The 0–100 health score
Each product gets a single 0–100 score built from three sub-scores — nutrition (the nutrient profile of the food), additives (the ingredient severities below), and processing (how far it is from a whole food). The score maps to a verdict:
| Excellent | 85–100 | Whole or minimally-processed foods with no meaningful ingredient concerns. |
| Good | 60–84 | Solid choices with minor caveats. |
| Warning | 30–59 | Notable concerns — added sugars, processing, or flagged additives. |
| Poor | 0–29 | High in concerning ingredients or heavily processed. |
Ingredient severity
Every ingredient is rated by the health risk of the substance itself at a typical grocery-aisle exposure — not by how vague its label is. A generic name like "natural flavoring" isn't penalized for being generic; an ingredient is only flagged for a real, evidence-based health concern.

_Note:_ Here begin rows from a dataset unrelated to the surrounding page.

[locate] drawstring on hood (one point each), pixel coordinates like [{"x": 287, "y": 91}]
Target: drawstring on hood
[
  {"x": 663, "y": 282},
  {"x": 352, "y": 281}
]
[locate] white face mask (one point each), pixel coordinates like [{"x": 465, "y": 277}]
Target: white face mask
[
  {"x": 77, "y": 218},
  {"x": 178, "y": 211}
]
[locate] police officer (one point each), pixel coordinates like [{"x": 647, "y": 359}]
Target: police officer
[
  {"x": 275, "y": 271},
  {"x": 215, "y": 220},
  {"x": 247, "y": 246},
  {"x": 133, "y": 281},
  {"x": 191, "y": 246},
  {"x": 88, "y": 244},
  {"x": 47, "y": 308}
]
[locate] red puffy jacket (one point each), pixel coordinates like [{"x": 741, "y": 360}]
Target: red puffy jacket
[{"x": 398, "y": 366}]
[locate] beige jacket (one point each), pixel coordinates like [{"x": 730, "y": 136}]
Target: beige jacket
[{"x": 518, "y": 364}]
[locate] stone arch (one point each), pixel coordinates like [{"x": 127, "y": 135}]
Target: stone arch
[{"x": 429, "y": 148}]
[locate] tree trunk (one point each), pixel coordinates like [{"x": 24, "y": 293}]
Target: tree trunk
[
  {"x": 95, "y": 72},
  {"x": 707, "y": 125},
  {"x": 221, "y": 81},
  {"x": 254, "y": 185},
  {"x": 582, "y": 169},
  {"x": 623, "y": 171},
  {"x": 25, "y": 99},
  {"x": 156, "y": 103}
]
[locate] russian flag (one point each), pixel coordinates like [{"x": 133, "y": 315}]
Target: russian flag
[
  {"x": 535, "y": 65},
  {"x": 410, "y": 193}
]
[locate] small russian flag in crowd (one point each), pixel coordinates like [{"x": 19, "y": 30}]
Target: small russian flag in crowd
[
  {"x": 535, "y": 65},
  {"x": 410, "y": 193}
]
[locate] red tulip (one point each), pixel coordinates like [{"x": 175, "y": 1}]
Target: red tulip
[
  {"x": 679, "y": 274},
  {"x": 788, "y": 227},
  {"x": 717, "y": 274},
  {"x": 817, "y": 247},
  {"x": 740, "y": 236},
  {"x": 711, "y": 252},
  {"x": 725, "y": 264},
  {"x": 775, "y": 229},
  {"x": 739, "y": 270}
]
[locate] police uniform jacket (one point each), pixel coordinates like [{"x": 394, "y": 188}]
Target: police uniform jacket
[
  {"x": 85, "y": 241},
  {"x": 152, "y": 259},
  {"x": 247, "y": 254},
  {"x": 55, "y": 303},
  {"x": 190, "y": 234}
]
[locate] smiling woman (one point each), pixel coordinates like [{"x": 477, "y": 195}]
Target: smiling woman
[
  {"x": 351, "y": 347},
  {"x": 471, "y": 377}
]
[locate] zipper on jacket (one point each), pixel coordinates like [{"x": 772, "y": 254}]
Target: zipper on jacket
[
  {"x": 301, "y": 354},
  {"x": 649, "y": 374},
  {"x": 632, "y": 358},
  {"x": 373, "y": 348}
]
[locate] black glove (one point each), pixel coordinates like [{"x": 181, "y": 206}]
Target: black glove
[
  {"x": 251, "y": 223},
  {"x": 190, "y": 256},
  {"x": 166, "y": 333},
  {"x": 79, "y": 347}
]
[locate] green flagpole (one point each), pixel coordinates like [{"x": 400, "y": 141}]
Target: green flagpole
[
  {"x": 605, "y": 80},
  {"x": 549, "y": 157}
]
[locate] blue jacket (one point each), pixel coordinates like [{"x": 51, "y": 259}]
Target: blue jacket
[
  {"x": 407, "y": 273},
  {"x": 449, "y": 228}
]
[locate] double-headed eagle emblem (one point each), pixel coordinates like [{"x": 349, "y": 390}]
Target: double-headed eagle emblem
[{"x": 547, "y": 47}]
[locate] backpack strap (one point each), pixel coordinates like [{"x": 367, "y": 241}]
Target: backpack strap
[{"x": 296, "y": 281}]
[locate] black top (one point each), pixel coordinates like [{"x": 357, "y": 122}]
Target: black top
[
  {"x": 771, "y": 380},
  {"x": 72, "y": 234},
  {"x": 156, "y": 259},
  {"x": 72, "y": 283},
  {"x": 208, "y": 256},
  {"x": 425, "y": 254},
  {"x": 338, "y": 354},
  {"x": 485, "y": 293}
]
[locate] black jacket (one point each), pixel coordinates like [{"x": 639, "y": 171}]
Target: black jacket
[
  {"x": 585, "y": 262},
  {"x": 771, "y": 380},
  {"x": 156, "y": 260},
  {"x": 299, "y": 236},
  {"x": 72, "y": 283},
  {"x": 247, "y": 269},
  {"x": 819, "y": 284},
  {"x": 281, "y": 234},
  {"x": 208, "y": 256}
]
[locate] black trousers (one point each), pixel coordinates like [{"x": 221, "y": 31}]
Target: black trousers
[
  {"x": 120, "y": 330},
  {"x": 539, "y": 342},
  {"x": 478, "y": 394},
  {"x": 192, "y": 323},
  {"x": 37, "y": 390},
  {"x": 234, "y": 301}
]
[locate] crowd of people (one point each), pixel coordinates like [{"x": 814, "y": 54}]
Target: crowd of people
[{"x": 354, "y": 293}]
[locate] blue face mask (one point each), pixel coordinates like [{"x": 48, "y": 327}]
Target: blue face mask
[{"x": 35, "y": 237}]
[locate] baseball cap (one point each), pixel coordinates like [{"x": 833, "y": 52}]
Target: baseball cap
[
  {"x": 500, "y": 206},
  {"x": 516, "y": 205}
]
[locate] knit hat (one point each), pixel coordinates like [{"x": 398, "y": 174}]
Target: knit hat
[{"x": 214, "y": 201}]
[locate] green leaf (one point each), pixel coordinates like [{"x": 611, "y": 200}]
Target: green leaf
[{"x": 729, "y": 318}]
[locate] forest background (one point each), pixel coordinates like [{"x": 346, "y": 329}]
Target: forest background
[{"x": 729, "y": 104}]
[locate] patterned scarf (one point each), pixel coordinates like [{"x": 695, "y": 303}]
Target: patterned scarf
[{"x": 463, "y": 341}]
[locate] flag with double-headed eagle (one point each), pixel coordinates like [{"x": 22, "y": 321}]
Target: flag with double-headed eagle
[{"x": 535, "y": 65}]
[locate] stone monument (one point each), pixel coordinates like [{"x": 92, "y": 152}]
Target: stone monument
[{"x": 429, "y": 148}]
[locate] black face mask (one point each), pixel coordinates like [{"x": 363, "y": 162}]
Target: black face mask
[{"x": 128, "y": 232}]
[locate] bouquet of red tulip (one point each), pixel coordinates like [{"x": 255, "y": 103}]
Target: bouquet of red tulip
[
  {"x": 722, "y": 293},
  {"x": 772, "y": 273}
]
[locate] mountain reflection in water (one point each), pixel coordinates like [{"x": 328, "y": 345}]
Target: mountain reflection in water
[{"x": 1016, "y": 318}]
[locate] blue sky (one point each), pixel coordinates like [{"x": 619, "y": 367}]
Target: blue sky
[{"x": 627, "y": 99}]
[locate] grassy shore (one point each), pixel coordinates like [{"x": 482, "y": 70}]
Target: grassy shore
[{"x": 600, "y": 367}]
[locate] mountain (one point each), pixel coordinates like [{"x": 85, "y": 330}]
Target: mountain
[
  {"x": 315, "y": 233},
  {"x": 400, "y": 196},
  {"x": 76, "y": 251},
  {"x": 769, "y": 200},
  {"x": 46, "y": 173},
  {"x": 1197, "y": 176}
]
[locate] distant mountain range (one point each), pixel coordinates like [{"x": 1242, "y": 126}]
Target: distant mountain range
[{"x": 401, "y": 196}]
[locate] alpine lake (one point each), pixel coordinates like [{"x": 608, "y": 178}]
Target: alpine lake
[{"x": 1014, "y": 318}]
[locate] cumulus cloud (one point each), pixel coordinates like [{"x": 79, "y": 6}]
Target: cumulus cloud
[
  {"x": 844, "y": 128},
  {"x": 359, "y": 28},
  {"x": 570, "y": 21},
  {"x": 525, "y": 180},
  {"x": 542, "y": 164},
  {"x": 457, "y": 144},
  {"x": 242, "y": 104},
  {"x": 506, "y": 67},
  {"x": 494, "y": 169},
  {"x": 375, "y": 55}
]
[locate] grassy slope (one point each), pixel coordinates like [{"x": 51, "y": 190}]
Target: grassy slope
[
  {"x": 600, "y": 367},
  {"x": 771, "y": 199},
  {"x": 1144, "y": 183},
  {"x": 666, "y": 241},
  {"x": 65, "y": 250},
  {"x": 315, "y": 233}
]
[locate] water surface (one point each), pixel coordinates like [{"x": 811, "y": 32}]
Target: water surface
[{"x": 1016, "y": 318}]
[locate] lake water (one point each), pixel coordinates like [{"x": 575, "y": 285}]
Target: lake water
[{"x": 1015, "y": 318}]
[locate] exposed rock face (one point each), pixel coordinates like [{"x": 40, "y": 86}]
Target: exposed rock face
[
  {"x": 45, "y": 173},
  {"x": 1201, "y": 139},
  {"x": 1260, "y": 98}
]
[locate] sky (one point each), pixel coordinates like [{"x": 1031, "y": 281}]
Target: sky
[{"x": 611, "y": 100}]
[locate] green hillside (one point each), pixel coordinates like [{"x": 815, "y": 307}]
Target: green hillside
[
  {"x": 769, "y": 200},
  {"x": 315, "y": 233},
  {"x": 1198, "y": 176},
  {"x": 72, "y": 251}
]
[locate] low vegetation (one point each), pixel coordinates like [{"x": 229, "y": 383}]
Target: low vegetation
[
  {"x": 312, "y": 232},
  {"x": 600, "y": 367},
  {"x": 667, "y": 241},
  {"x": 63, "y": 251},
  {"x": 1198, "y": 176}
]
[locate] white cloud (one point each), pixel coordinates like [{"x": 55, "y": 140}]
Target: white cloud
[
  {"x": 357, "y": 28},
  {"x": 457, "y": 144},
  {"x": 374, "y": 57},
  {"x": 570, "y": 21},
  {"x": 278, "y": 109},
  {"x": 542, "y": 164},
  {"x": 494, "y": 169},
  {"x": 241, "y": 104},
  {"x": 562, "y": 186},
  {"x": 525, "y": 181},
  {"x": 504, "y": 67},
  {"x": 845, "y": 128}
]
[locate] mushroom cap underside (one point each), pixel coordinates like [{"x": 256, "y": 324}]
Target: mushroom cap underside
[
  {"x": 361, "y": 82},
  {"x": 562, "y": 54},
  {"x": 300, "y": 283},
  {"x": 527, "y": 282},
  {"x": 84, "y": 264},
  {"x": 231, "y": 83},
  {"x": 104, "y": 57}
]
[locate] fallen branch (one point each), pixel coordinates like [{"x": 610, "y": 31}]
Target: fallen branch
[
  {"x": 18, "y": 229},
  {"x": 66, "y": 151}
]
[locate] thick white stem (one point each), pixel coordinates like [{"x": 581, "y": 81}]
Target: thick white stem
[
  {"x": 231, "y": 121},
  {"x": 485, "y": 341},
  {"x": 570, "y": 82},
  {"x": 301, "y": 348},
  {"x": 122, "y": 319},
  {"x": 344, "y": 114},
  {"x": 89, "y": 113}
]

| None | Recognized-safe or nutrient-dense; no health concern at typical intake. |
| Low concern | Safe at typical intake with a small, well-defined caveat — e.g. a major allergen like milk or gluten. |
| Moderate | Evidence of harm for some people at typical intake, or a precautionary signal from regulators (e.g. some artificial additives). |
| High | Strong evidence of harm at typical intake — e.g. processed/cured meats (IARC Group 1), alcohol, partially hydrogenated oils. |
| Banned | Prohibited in food by a major regulator (FDA or EFSA) at any exposure. |
Where the data comes from
- Products & ingredients — Open Food Facts, the open crowdsourced food database (data under the ODbL; product photos are contributor-licensed).
- Nutrition facts — the U.S. Department of Agriculture's FoodData Central. Macros come from this database — never invented or estimated by a model.
- Health & safety claims — U.S. FDA regulations (21 CFR), EFSA Scientific Opinions, EU Regulation 1333/2008, and IARC carcinogenicity classifications.
What we don't do
- We don't invent numbers. If a nutrition fact isn't in a trusted database, we don't make one up.
- We don't penalize an ingredient just for having a vague label — only for a genuine health concern.
- We don't treat regulatory paperwork as a health risk. "Approved as safe" is not, by itself, a reason to flag something.
Not medical advice
Ube is an informational tool to help you read labels, not a substitute for professional medical, nutritional, or dietary advice. Health needs vary from person to person — talk to a qualified professional about your own diet, allergies, and conditions. Data can be incomplete or out of date; always check the actual product label, especially for allergens.